Introduction/Background Ovarian cancer is highly lethal and heterogeneous. Several hormones are involved in its etiology, including estrogens. After menopause, when ovarian cancer usually develops, estrogens are formed primarily in the local tissues from the circulating steroid precursors dehydroepiandrosterone sulfate (DHEA-S) or estrone-sulfate (E1-S). Despite the known tumor-promoting role of estrogens in ovarian cancer, the expression of E1-S or DHEA-S transporters, estrogen biosynthetic or metabolic enzymes, estrogen receptors, and the metabolism of estrogens has not yet been systematically evaluated in this disease.
Methodology We performed targeted transcriptomics analysis of 50 genes using qPCR and estrogen metabolism analyses using LC-MS/MS. The model systems were high-grade serous ovarian cancer (HGSOC) cell lines OVSAHO, Kuramochi, COV632, and immortalized normal ovarian epithelial HIO-80 cells. The results in cell lines were compared with public transcriptome and proteome data for the HGSOC tissues.
Results In all model systems, HGSOC cell lines and tissues, high steroid sulfatase expression, and weak/undetected aromatase (CYP19A1) expression supported the formation of estrogens from the E1-S precursor. In ovarian cancer cells, the metabolism of E1-S to estradiol was the highest in OVSAHO, followed by Kuramochi and COV362 cells, and decreased with increasing chemoresistance. In addition, higher HSD17B14 and CYP1A2 expressions were observed in highly chemoresistant COV362 cells and platinum-resistant tissues compared to HIO-80 cells and platinum-sensitive tissues. The HGSOC cell models differed in HSD17B10, CYP1B1, and NQO1 expression. Proteomic data also showed different levels of HSD17B10, CYP1B1, NQO1, and SULT1E1 between the four HGSOC subtypes: differentiated, immunoreactive, proliferative, and mesenchymal.

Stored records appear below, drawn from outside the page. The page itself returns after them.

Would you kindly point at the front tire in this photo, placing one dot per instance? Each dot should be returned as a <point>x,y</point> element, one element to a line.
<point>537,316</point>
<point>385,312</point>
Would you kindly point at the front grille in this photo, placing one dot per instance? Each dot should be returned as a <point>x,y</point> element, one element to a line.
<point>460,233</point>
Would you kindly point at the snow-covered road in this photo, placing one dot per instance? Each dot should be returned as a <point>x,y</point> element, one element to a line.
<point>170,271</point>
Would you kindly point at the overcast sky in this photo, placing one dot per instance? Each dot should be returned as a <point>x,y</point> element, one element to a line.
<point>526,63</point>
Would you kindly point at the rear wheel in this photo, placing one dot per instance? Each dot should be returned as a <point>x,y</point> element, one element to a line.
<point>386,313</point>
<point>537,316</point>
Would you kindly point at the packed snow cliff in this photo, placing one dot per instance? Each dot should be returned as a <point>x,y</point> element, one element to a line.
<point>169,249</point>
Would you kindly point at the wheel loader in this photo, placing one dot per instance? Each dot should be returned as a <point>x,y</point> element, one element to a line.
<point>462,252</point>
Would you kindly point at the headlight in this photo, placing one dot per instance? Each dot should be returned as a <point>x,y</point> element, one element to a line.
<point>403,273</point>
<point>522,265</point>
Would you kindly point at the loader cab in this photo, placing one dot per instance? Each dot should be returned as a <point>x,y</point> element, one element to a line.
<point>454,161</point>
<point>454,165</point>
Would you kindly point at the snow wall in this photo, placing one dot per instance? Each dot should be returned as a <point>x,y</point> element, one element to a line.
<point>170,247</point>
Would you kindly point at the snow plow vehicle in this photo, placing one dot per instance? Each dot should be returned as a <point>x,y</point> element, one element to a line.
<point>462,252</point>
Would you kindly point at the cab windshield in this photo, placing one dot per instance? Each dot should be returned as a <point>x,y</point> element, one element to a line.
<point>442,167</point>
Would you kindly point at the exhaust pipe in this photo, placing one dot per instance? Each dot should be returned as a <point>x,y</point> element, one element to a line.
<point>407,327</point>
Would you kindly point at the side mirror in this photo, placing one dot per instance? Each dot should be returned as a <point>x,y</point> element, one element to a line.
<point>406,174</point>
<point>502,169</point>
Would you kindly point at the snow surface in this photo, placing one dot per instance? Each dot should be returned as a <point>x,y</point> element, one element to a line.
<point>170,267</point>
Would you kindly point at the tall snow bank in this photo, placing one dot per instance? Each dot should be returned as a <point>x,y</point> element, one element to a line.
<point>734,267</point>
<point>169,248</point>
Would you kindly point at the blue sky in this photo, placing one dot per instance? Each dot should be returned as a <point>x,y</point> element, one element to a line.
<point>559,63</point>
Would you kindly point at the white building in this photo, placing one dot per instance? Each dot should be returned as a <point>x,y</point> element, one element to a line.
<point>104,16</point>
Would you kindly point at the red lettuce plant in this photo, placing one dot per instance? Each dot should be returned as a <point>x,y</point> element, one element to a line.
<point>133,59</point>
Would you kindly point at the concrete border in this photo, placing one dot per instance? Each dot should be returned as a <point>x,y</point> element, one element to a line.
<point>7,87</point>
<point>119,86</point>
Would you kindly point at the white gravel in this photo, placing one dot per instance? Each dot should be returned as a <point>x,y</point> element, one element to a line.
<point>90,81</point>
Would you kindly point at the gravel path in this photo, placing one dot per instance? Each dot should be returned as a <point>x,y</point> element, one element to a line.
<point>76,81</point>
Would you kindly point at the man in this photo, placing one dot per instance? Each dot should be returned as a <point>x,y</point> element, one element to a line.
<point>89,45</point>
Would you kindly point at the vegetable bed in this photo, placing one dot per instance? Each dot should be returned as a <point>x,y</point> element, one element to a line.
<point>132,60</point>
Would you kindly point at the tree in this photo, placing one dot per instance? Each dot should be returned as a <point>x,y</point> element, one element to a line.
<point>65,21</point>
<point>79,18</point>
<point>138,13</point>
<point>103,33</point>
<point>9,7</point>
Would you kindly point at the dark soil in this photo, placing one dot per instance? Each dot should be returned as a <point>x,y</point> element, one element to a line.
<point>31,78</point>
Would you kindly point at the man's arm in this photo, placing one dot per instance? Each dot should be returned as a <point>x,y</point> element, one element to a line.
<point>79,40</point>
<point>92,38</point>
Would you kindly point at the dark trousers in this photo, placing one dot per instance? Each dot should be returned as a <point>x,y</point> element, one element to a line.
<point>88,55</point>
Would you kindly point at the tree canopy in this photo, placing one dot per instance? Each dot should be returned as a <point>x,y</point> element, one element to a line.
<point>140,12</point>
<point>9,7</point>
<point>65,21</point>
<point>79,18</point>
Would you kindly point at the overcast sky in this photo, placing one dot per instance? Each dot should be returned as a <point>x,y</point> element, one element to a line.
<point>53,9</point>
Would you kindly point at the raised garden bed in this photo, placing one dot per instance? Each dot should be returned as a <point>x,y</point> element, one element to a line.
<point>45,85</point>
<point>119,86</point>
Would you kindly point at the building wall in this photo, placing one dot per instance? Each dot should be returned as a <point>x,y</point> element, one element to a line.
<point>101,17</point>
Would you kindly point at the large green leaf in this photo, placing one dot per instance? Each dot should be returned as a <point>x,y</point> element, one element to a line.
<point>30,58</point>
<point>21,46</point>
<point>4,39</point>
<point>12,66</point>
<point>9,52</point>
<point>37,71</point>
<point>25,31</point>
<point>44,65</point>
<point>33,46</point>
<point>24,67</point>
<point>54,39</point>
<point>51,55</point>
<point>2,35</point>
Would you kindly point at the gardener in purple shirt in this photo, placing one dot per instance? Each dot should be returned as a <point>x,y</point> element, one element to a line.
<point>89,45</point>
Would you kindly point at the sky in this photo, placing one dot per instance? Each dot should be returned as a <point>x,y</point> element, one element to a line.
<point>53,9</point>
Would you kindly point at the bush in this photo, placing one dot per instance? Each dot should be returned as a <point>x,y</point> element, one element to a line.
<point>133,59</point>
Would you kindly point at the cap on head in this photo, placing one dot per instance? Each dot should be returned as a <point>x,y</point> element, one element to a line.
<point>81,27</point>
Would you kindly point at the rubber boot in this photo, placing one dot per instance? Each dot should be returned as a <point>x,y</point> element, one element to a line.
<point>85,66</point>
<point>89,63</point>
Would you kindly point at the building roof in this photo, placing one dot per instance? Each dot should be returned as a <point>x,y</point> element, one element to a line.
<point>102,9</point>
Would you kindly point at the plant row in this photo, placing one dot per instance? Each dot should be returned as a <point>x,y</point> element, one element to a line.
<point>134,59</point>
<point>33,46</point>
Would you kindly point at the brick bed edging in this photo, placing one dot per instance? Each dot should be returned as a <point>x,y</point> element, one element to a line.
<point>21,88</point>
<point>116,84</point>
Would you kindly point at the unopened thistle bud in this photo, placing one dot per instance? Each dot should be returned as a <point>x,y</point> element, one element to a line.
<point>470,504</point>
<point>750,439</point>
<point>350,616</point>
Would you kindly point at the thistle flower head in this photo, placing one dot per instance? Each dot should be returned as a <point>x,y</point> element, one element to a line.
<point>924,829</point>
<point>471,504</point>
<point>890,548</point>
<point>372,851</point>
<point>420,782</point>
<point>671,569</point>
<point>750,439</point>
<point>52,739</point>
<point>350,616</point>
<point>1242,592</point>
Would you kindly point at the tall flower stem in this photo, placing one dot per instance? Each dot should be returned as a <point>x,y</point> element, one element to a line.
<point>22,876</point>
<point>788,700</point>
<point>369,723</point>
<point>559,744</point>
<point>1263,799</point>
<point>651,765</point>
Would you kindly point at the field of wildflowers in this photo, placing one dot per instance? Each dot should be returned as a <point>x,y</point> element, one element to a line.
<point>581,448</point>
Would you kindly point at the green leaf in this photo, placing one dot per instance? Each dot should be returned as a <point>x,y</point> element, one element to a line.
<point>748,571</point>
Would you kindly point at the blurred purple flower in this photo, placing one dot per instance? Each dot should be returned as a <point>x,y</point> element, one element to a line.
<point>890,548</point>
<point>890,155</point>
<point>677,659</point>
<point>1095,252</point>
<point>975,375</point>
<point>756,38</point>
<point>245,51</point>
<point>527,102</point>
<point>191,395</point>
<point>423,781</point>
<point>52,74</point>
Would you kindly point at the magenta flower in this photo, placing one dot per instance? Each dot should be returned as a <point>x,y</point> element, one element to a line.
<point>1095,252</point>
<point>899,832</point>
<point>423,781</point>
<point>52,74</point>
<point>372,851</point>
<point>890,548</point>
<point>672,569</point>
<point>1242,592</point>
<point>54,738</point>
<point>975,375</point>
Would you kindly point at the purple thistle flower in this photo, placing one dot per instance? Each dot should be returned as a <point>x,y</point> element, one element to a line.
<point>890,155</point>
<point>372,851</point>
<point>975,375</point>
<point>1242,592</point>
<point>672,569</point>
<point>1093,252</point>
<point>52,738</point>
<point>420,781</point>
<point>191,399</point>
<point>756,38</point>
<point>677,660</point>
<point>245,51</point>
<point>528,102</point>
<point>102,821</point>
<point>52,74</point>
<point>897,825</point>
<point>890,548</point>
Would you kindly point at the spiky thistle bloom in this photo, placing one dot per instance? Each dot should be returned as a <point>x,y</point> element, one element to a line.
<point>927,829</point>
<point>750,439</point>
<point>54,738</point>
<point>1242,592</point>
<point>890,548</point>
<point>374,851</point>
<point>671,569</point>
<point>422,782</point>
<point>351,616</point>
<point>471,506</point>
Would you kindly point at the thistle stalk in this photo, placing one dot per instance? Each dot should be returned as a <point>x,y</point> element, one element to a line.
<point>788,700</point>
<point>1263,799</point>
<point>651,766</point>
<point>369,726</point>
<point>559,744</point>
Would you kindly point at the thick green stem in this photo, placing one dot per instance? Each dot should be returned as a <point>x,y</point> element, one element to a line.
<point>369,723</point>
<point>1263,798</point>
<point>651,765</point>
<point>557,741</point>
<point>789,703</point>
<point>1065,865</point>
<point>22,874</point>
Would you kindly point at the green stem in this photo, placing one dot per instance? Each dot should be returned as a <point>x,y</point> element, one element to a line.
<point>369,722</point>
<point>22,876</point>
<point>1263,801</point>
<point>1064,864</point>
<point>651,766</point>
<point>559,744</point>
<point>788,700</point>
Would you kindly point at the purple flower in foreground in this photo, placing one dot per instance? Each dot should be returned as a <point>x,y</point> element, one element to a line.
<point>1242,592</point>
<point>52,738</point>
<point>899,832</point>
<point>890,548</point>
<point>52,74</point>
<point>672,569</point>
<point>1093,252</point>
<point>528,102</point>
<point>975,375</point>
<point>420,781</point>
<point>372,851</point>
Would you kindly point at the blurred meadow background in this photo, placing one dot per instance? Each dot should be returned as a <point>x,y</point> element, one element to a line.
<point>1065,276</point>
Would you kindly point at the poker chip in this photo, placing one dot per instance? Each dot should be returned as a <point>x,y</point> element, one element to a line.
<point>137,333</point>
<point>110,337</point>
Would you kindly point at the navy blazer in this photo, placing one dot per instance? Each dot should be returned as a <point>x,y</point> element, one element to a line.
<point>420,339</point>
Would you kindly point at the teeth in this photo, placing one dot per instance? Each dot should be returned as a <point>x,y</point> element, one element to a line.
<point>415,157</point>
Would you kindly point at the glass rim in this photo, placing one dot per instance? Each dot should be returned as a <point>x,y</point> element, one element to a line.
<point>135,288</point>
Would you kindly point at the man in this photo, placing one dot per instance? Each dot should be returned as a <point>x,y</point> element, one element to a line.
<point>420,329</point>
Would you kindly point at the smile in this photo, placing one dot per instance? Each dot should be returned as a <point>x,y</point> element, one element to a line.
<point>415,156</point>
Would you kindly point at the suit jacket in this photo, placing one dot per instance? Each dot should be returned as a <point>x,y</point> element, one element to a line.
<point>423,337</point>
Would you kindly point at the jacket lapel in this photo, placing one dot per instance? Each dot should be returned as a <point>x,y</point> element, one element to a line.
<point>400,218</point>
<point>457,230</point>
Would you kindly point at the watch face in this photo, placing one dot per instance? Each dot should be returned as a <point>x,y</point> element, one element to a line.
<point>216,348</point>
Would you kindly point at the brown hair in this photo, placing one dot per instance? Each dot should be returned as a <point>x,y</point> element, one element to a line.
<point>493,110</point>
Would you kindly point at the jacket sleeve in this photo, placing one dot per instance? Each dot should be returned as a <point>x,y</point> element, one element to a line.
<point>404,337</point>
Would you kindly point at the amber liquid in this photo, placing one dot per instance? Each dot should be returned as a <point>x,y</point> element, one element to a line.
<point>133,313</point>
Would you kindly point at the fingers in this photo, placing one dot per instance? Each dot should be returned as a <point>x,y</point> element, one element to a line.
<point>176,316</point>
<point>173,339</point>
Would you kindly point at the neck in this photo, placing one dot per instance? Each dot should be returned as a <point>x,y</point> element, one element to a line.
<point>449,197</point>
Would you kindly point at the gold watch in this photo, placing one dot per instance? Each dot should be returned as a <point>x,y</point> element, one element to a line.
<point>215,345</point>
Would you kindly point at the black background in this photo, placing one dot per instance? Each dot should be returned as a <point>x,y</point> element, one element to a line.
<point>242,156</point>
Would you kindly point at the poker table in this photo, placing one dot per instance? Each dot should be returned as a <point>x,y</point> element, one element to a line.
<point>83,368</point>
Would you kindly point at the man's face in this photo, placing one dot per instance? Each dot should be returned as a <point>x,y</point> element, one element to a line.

Conclusion The results of our study suggest that in HGSOCs, the metabolism of E1-S precursor into estrogens decreases with increasing chemoresistance and that HGSOC subtypes form different levels of estrogens and their metabolites. The estrogen-biosynthesis-associated targets identified in our research present a base for further studies leading to potential personalized treatment development.